Friday, October 13, 2006

Computer scientists sit in a cube and program all day...

Science+Professor+Woman=Me has an interesting experience talking to a bunch of freshmen about science (emphasis mine): I gave a guest lecture to a group of freshmen who all said they were not interested in science. It turns out that they had no idea what science really involves. I listed a bunch of scientific questions and asked if these were things they wanted to know. Yes! They did. So we talked about these for a while, and then they thought of more questions, and it was a very fun. We also talked about how research is done - how you come up with the questions,how you go about answering, discovering, testing. The students said they hadn't known that these were the kinds of things that scientists did. They imagined that we just worked in our labs making chemicals or looking at data on computer monitors all day. I doubt if any of them were inspired to become scientists, but I felt pretty good about changing their perceptions of science and scientists.
I wonder what would happen if we did this for CS.



  1. \begin{cynicalviewpoint}
    On the other hand, isn't it actually true that an overwhelming majority of computer science graduates do exactly that?

    Posted by kunal

  2. That's not data they're looking at, it's Friendster. 

    Posted by Anonymous

  3. I'm not surprised these students had no idea what science is. But do they know what philosophers do? Or do they know what the average politician does when he is not on TV?

    The truth of the matter is that careers are usually badly planned based on biased and incomplete information.

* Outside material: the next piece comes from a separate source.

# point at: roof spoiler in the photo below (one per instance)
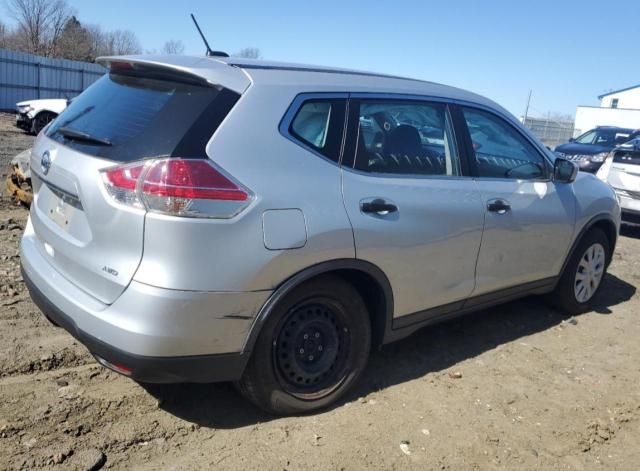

    But should we do anything to attract more people into research, leave alone science? Maybe. Maybe not.

    I have two sons and I will not encourage either of them to pursue a career in science. I'm quite happy with my job, I love the work I do and I consider myself to be very lucky to get paid to do research all day... but there are other very cool things one can do, and they don't involve starting your life at 30 and working week-ends for several years before you can finally take a rest.